Sus palabras revelan la serenidad de un sacerdote que confiaba plenamente en Dios. Su martirio se convirtió así en un signo luminoso de fidelidad al Evangelio.
Lo que su testimonio enseña a la Iglesia hoy
El testimonio del Beato Rutilio Grande continúa siendo una luz para la Iglesia de nuestro tiempo. Su vida recuerda que el sacerdocio es ante todo una participación en la misión de Cristo Buen Pastor. El sacerdote está llamado a anunciar la Palabra de Dios, celebrar los sacramentos y acompañar al pueblo de Dios con cercanía y caridad.
Su ejemplo muestra también la importancia de una fe profundamente arraigada en el Evangelio. El Padre Rutilio buscó siempre anunciar la Palabra de Dios con claridad y ayudar a las personas a crecer en la vida cristiana. Su ministerio pastoral estuvo marcado por la predicación, la catequesis y la formación de comunidades vivas en la fe.
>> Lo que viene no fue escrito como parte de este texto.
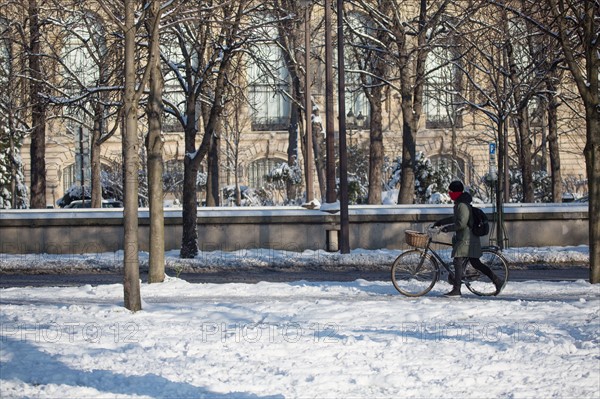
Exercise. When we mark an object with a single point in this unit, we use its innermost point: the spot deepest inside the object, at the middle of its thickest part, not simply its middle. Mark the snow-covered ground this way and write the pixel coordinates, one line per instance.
(265, 257)
(302, 339)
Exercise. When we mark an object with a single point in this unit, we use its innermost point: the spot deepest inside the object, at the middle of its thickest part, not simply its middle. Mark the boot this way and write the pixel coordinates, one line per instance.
(498, 282)
(458, 272)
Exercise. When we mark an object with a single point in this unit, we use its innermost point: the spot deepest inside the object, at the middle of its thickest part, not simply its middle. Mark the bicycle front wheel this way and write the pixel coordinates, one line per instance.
(414, 273)
(481, 283)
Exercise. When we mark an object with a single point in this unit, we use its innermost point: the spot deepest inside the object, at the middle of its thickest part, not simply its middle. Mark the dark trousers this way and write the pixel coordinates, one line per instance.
(459, 263)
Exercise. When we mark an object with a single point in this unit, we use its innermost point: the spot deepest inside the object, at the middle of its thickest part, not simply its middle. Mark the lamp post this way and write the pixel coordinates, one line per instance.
(330, 195)
(309, 162)
(344, 216)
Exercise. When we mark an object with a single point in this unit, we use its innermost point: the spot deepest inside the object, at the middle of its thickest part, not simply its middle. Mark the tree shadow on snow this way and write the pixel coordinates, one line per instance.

Al contemplar la vida de los mártires descubrimos que el Evangelio posee una fuerza capaz de sostener al creyente incluso en medio de las pruebas. Cuando una persona se encuentra verdaderamente con Cristo, su vida adquiere una orientación nueva que ninguna dificultad puede destruir. Por eso las palabras de san Pablo adquieren un significado particular cuando pensamos en el testimonio de los mártires: “¿Quién podrá separarnos del amor de Cristo?” (Rm 8,35). Nada puede apagar el amor que nace del encuentro con el Señor.
Conclusión
Al recordar el martirio del Beato Rutilio Grande en estos días contemplamos el camino de un sacerdote que vivió el Evangelio con fidelidad y sencillez. Su vida estuvo marcada por la cercanía al pueblo, por el amor pastoral y por el deseo constante de anunciar a Cristo. Ese camino de servicio lo condujo finalmente al testimonio supremo de la fe.
Los mártires recuerdan a la Iglesia que el Evangelio es una realidad viva que puede transformar profundamente el corazón humano. La fe cristiana no se reduce a palabras o ideas, sino que se manifiesta en la vida concreta de quienes siguen a Cristo. El testimonio del Padre Rutilio sigue invitando a los cristianos a vivir el Evangelio con fidelidad, generosidad y esperanza.
Contemplando su vida descubrimos que el amor de Cristo continúa actuando en la historia. Ese mismo amor sigue llamando hoy a nuevos discípulos que, en medio de la vida cotidiana, estén dispuestos a vivir el Evangelio con un corazón entero.
Preguntas para la reflexión personal
• ¿Cómo vivo mi fidelidad a Cristo en medio de las dificultades de la vida cotidiana?
• ¿Qué me enseña el testimonio del Beato Rutilio Grande sobre el seguimiento de Jesús?
• ¿De qué manera puedo vivir hoy el Evangelio con mayor generosidad en mi vida diaria?